К «Телефу» Еврипида возводят две сцены «Фесмофориазус»: защитительную речь Мнесилоха и сцену травестийной гикесии, где Мнесилох подражает Телефу, а «роль» младенца Ореста «исполняет» мех с вином. Заимствование этого эпизода, кстати, в схолиях не отмечается. Современные реконструкции несохранившейся драмы Еврипида основываются на интерпретации соответствующих сцен из комедии Аристофана (Handley & Rea, 1956; Heath 1987). Уже замечено, что, во-первых, поставленный в 438 году «Телеф» во временном отношении удален как от «Фесмофориазус», так и от в не меньшей мере ориентированных на него «Ахарнян» (Miller 1948: 174); во-вторых, трагедии на схожий сюжет, известный, видимо, уже из «Киприй» (Platter 2007: 148) существовали также у Эсхила, Софокла, Агафона, Иофона, Клеофона и Мосхиона, а пародии на него же - в сатировой драме Софокла и в сицилийской комической драме Дейнолоха и Ринтона (Csapo 1986: 352). Тем не менее, именно еврипидовский «Телеф» рассматривается как источник для соответствующих сцен Аристофана, как по статистическим причинам (все прочие упоминания «Телефа», относятся именно к еврипидовской интерпретации), так и исходя из взглядов на драматургическую технику: Еврипид «не мог бы удержаться» от столь патетического coup de théâtre и драматически «острой» сцены (Jouan 1966: 222-44), объединившей гикесию, похищение, угрозу смерти и защитительную речь. Именно к этому драматическому эпизоду возводят и сцены на вазах, изображающие Телефа на алтаре (Gould 2001: 72-74).

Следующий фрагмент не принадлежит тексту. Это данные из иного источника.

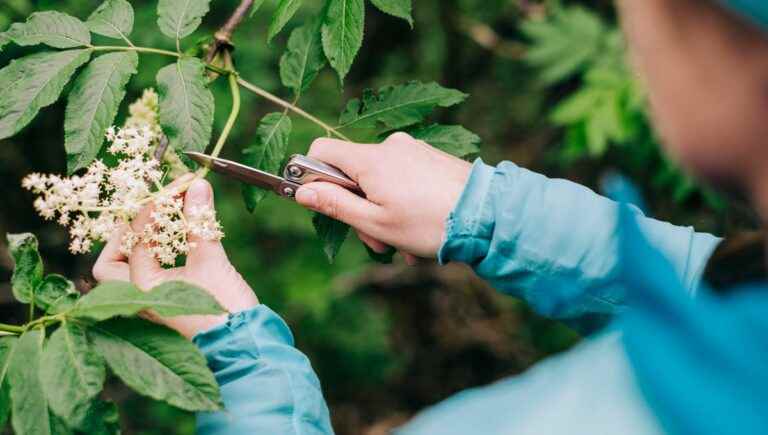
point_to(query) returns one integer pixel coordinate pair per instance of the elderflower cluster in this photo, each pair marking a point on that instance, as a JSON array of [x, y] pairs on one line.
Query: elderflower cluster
[[94, 205]]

В «Фесмофориазусах» сцены из «Телефа» адаптированы к драматическому контексту: «выступив» в «роли» Телефа в защитительной речи, Мнесилох «остается в образе» и после раскрытия его «женской» маскировки воспроизводит следующую еврипидовскую сцену, гикесию. Как уже было сказано, изображение группы «фигура на алтаре с младенцем на руках» стала визуальным воплощением именно еврипидовской интерпретации мифа о Телефе: в данной сцене Аристофану даже не нужно упоминать трагедию Еврипида, сходство в сценическом воплощении эпизода оказывается достаточным.

Затем, когда перипетии «Телефа» оказываются исчерпанными, Аристофан пользуется как средством развития комического сюжета сценами их других комедий Еврипида. Так, сцена из «Паламеда» (770-783) становится для Мнесилоха подсказкой способа спасения: он разбрасывает таблички, как герой драмы Еврипида (что, впрочем, не помогает, и комедийный Еврипид не приходит на помощь по предложенной сюжетной схеме, так как так «стыдится “Паламеда” он - сырая вещь», пер. А. Пиотровского τον Παλαμ?δη ψυχρον '?ντ' α'ισχ?νεται 848). Заметим, что в этом эпизоде внешнее следование еврипидовской сцене оказывается более важным, чем смысловое - ничего особенного на своих табличках Мнесилох не пишет, он лишь следует логике сюжета.